A adesão à coleta seletiva é muito baixa, talvez por conta de uma falta de credibilidade histórica do poder público.
Quanto às políticas que envolvem os catadores, o professor e advogado Carlos Gouvêa, da Faculdade de Direito do Largo São Francisco (FD), diz que a redação da PNRS é muito vaga. Segundo ele, por um lado ela é moderna por dar maior liberdade aos estados e municípios, pois cada um tem suas peculiaridades. Mas, por outro lado, pode permitir uma interpretação e um plano de ação direcionados tendenciosamente para as grandes cooperativas, por exemplo. Infelizmente, a lei mencionou os catadores de materiais recicláveis 12 vezes, mas em nenhuma vez deu a este grupo nenhum direito efetivo”, afirma. “Não foi concedido nenhum benefício tributário ou verdadeira obrigação de incluí-los junto com suas organizações no processo de reciclagem.” Hoje, um dos maiores problemas pelos quais essas pessoas passam, além de questões técnicas, é o processo de formalização de pequenas cooperativas, que resulta no pagamento de impostos sem qualquer tipo de auxílio.

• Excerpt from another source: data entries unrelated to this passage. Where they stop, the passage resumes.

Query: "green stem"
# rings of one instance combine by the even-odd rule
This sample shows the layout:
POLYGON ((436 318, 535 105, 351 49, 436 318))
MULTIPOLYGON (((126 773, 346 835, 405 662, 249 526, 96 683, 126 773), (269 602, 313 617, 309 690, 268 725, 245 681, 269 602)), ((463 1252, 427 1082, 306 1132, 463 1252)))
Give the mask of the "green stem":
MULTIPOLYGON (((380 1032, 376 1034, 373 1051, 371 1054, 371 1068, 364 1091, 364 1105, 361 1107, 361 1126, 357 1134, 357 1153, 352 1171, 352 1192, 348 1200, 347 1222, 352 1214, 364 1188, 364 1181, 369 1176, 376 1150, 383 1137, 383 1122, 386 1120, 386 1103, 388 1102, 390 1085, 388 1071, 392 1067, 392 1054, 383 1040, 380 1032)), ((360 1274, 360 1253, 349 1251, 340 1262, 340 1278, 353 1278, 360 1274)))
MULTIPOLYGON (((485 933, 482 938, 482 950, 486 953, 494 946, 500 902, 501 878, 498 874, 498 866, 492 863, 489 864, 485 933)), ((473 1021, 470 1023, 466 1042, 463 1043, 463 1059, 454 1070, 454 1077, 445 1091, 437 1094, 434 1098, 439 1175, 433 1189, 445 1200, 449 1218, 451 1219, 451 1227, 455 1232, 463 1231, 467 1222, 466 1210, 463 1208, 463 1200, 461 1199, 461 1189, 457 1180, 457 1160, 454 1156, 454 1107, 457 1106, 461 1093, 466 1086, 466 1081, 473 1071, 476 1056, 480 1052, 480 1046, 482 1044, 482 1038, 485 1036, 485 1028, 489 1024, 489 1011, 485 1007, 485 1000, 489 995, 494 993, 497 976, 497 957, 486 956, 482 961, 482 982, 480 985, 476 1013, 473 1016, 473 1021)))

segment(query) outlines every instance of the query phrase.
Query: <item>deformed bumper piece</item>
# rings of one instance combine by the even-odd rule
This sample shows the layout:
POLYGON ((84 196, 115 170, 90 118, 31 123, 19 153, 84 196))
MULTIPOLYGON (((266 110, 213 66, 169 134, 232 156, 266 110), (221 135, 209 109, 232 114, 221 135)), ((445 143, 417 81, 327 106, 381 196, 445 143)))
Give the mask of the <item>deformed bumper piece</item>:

A diretora da Amlurb diz que o que existe na cidade de São Paulo é um Fundo de Logística Reversa e Inclusão de Catadores para beneficiá-los. Este seria um fundo privado com receitas advindas de outras cooperativas e coordenado por um grupo de nove conselheiros. O dinheiro seria utilizado para a capacitação, qualificação ou oferecimento de recursos de serviços e ferramentas, como contadores, advogados e equipamentos.
Eles precisam ser valorizados
Uma das peças principais no redirecionamento do lixo, os catadores de resíduos sólidos precisam de mais políticas públicas que os incentivem a prosseguir e ampliar o seu negócio. A professora Maria Cecília diz que “eles converteram a ideia em uma moeda”. Além disso, ela explica que não só os catadores, mas moradores de rua também transformaram os materiais descartados em uma fonte de design inovador espontâneo, que nasceu da sua própria necessidade de sobreviver. Este aspecto se reflete em barracas feitas de papelão ou ferramentas do dia-a-dia criadas a partir de outros materiais. “Há o caso de um grupo de moradores de rua que queria comemorar a Páscoa. Eles tiveram a ideia de coletar material no centro de São Paulo e vendê-lo. Com o lucro eles puderam dar uma pequena e modesta festa e foi quando eles perceberam que podiam fazer dinheiro a partir dos resíduos”, conta.
No que diz respeito à valorização desses trabalhadores, em 1999, a catadora Maria das Graças Marçal recebeu o 1º Prêmio da Unesco por trazer reconhecimento a essas pessoas e por ter criado a Associação dos Catadores de Papel, Papelão e Materiais Recicláveis de Belo Horizonte. No entanto, para Sylmara Francelino, professora da Escola de Artes, Ciências e Humanidades (EACH), ainda há um caminho a se percorrer e atitudes a serem tomadas. Segundo ela, não têm sido construídas políticas que procurem resgatar nem o reconhecimento da população sobre os catadores, nem mesmo a capacitação deles para uma nova participação nesta cadeia. “A indústria da reciclagem é bilionária no Brasil e ela só existe porque existem os catadores. Isso acontece porque ela não os remunera. A cidade não está olhando para o valor do catador”, completa.